Jesus (to the disabled man): Are you here in this place hoping to be healed?

Disabled Man: 7 Kind Sir, I wait, like all of these people, for the waters to stir; but I cannot walk. If I am to be healed in the waters, someone must carry me into the pool. Without a helping hand, someone else beats me to the water’s edge each time it is stirred.

Jesus: 8 Stand up, carry your mat, and walk.

9 At the moment Jesus uttered these words, a healing energy coursed through the man and returned life to his limbs—he stood and walked for the first time in 38 years. But this was the Sabbath Day; and any work, including carrying a mat, was prohibited on this day.

Jewish Leaders (to the man who had been healed): 10 Must you be reminded that it is the Sabbath? You are not allowed to carry your mat today!

Formerly Disabled Man: 11 The man who healed me gave me specific instructions to carry my mat and go.

Jewish Leaders: 12 Who is the man who gave you these instructions? How can we identify Him?

13 The man genuinely did not know who it was that healed him. In the midst of the crowd and the excitement of his renewed health, Jesus had slipped away. 14 Some time later, Jesus found him in the temple and again spoke to him.

Jesus: Take a look at your body; it has been made whole and strong. So avoid a life of sin, or else a calamity greater than any disability may befall you.

15 The man went immediately to tell the Jewish leaders that Jesus was the mysterious healer. 16 So they began pursuing and attacking Jesus because He performed these miracles on the Sabbath.

Jesus (to His attackers): 17 My Father is at work. So I, too, am working.
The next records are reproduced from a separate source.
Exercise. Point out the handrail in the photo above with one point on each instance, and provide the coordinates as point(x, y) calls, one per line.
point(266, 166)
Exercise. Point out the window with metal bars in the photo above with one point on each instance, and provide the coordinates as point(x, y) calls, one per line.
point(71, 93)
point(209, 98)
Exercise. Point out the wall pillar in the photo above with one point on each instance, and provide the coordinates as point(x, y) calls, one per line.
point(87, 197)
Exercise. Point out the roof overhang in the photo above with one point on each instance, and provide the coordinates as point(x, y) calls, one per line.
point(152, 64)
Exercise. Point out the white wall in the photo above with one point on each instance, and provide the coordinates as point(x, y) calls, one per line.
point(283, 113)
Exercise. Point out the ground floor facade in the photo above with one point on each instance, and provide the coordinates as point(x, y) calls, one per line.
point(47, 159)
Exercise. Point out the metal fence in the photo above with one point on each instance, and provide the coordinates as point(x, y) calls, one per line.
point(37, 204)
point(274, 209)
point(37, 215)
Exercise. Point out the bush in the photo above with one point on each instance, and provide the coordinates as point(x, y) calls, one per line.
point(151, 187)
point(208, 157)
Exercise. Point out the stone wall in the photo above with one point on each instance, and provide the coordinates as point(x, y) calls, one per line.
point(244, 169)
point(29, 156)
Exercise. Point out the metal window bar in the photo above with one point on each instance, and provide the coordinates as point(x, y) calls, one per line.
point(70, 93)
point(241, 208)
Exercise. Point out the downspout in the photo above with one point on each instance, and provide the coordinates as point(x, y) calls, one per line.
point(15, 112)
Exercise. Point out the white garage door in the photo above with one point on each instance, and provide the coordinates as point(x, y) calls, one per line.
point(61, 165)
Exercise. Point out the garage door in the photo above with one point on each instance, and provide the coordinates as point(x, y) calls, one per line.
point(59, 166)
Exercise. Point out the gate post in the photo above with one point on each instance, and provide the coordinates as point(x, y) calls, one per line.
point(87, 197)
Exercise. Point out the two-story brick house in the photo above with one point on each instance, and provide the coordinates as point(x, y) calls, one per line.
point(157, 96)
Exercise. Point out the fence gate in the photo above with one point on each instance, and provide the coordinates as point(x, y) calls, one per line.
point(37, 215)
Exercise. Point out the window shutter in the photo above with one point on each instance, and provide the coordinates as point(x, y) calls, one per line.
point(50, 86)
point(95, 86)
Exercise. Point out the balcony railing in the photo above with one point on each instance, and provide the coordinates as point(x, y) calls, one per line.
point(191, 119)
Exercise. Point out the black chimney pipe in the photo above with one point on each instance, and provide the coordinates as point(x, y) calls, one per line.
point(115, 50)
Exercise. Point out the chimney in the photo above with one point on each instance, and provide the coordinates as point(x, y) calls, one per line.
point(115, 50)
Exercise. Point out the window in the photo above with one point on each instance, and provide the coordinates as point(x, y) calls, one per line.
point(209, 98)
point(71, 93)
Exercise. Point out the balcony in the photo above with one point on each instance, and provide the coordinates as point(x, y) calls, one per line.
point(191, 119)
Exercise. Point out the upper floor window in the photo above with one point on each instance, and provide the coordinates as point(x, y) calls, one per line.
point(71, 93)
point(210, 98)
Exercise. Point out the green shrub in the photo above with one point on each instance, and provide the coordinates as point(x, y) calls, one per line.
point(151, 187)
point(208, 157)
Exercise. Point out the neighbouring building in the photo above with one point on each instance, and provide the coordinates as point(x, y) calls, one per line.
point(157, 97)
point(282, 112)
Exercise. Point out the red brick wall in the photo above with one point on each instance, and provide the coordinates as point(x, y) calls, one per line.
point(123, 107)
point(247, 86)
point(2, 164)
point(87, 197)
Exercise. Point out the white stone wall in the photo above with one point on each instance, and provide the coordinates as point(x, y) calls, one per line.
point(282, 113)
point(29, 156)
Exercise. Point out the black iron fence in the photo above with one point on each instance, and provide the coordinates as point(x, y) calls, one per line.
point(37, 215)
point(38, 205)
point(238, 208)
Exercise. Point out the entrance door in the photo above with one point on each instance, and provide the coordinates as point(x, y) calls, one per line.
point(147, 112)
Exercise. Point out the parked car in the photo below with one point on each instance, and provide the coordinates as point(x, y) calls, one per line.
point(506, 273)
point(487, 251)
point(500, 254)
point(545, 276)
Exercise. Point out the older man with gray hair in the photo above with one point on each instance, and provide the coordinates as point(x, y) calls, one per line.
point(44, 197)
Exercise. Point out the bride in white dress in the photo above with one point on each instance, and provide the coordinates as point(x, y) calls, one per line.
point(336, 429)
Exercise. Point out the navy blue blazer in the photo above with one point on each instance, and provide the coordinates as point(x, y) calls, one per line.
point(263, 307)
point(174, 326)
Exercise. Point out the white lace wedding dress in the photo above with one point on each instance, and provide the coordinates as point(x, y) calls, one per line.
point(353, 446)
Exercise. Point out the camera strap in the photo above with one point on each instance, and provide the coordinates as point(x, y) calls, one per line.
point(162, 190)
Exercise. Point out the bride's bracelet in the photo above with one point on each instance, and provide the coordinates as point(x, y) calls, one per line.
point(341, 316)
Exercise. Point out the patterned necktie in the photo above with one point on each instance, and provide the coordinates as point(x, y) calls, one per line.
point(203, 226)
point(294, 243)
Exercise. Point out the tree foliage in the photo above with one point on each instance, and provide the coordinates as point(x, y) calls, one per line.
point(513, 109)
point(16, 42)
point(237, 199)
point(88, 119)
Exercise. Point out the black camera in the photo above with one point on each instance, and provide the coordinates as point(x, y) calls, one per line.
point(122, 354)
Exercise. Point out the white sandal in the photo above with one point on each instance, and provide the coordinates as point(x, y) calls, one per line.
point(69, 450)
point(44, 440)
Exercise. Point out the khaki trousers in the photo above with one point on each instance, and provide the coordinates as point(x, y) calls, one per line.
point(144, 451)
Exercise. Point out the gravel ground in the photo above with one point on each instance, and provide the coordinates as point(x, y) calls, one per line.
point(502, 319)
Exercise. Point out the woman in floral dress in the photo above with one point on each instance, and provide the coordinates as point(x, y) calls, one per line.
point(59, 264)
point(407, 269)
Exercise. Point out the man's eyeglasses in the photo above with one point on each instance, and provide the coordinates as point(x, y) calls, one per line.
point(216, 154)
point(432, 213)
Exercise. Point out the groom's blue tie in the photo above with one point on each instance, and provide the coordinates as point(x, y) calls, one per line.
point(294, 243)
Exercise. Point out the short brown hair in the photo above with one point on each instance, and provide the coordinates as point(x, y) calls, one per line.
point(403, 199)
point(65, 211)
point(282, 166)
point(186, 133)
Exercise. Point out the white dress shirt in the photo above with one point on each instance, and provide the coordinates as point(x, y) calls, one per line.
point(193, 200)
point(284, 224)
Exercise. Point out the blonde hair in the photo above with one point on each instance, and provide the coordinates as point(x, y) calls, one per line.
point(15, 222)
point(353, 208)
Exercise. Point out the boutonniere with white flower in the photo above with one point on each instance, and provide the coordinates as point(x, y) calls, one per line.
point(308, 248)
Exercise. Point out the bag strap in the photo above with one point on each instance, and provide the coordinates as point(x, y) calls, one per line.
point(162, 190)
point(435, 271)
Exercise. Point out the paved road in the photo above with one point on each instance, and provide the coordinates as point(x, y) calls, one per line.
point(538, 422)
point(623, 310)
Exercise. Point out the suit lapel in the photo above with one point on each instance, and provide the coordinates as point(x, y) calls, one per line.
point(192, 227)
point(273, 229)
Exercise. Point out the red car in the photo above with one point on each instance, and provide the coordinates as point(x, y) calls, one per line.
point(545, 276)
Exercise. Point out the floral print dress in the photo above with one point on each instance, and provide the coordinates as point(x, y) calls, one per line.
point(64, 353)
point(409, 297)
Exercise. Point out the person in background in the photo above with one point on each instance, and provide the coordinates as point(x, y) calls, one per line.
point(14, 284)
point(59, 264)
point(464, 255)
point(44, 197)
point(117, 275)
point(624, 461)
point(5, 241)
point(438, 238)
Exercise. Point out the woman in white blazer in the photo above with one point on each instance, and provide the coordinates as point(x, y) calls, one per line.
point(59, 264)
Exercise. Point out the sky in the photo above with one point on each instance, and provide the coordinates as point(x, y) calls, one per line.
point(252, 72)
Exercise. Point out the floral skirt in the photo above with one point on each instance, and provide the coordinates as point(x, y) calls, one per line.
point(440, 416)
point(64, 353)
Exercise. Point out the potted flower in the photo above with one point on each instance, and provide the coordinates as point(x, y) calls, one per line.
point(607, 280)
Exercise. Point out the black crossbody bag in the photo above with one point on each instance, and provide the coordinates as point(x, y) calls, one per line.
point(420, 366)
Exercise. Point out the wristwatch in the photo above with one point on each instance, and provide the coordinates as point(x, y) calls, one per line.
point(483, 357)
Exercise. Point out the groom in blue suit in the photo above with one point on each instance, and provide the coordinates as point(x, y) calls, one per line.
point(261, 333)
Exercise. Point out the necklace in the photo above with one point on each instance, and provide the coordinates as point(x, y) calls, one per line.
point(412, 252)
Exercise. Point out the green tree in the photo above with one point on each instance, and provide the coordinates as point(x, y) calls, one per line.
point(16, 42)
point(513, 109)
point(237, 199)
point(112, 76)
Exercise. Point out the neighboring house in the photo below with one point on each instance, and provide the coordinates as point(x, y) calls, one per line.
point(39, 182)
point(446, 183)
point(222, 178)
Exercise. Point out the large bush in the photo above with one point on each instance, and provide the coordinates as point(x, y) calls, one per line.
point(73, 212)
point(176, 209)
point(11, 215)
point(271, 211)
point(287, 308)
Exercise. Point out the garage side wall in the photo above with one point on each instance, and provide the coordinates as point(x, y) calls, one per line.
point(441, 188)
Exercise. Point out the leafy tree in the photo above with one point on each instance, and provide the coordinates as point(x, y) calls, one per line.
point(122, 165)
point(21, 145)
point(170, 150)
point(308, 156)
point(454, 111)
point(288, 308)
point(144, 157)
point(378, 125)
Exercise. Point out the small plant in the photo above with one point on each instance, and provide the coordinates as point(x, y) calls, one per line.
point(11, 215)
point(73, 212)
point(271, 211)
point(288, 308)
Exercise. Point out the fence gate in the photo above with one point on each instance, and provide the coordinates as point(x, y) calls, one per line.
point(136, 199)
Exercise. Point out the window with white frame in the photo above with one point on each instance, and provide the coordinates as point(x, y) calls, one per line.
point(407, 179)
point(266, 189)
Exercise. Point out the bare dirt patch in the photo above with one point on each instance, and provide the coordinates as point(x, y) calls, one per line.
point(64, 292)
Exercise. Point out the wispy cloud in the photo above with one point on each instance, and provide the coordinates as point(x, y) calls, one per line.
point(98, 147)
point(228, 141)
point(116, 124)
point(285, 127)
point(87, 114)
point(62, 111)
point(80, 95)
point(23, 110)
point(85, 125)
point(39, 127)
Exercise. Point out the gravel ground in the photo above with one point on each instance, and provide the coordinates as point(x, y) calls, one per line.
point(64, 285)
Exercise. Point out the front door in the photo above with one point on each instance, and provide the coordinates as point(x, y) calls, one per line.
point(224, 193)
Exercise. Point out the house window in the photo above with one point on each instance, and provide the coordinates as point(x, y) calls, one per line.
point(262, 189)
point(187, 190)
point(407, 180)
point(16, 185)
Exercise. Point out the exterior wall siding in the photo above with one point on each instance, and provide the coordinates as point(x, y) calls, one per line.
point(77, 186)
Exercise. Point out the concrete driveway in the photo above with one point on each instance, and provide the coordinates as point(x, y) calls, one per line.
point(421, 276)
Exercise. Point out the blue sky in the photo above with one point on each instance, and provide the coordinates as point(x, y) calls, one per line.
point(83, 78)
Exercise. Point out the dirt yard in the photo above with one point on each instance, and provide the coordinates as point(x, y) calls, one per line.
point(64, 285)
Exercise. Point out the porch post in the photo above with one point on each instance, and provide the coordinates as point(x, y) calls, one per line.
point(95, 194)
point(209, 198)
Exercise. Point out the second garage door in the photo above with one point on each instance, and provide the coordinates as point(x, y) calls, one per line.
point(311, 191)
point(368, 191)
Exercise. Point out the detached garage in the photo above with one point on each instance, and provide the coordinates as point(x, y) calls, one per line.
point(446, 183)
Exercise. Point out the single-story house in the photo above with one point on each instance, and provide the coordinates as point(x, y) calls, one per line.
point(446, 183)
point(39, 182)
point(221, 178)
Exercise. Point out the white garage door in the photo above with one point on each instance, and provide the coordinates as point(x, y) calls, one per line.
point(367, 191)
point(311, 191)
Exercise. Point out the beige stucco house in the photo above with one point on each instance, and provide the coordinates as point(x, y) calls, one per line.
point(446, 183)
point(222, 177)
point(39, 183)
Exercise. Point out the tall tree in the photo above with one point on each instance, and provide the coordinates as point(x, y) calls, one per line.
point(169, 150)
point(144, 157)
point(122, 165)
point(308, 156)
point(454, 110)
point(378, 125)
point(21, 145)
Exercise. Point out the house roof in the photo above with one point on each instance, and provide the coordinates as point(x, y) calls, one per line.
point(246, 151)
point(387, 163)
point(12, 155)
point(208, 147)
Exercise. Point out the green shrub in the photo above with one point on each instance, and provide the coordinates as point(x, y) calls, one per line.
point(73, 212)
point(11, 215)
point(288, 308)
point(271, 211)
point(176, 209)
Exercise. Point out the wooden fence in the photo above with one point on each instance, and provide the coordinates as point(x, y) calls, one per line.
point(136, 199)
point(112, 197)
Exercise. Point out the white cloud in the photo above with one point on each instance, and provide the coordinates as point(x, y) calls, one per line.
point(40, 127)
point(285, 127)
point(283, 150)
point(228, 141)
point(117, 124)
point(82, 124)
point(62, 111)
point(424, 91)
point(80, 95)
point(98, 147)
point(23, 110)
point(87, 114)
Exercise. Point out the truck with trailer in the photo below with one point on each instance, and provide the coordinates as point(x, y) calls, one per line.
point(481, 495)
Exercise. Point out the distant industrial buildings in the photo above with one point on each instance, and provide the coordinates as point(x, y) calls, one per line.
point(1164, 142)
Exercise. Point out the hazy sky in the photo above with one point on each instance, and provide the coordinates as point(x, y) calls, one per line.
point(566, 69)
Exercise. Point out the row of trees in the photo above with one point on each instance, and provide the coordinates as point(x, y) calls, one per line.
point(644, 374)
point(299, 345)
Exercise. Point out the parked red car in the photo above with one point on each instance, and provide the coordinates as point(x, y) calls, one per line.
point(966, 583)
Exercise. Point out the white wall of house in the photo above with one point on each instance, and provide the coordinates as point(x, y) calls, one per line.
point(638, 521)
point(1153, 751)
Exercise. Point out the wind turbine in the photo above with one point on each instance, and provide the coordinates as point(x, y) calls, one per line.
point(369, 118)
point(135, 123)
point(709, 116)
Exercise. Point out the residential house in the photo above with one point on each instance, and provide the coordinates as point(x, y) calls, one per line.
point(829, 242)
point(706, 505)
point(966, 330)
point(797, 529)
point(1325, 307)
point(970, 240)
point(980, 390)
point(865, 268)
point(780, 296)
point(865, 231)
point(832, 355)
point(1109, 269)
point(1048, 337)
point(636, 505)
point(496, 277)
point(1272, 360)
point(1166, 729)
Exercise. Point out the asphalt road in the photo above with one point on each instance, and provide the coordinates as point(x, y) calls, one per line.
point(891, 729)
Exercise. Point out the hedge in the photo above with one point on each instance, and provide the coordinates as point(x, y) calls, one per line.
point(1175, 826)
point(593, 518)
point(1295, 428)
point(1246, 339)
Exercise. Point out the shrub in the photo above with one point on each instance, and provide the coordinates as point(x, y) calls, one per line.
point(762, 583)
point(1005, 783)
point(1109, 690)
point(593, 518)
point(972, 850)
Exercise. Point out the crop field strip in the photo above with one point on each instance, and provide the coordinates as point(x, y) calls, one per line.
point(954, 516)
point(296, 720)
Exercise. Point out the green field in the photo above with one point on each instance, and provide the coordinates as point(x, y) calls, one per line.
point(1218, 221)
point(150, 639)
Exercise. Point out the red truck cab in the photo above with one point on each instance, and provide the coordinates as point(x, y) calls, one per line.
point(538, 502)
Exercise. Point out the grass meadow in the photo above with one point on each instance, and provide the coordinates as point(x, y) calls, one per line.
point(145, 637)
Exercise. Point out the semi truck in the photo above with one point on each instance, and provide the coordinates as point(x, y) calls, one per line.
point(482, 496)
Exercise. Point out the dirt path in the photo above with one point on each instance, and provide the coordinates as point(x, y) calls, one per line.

18 He was justifying the importance of His work on the Sabbath, claiming God as His Father in ways that suggested He was equal to God. These pious religious leaders sought an opportunity to kill Jesus, and these words fueled their hatred.

Prayer:  Lord, thank you for asking me questions to stir my faith for a move of the Spirit.  I will pick up my mat and follow you into greater wholeness.  In Jesus’ name.  Amen.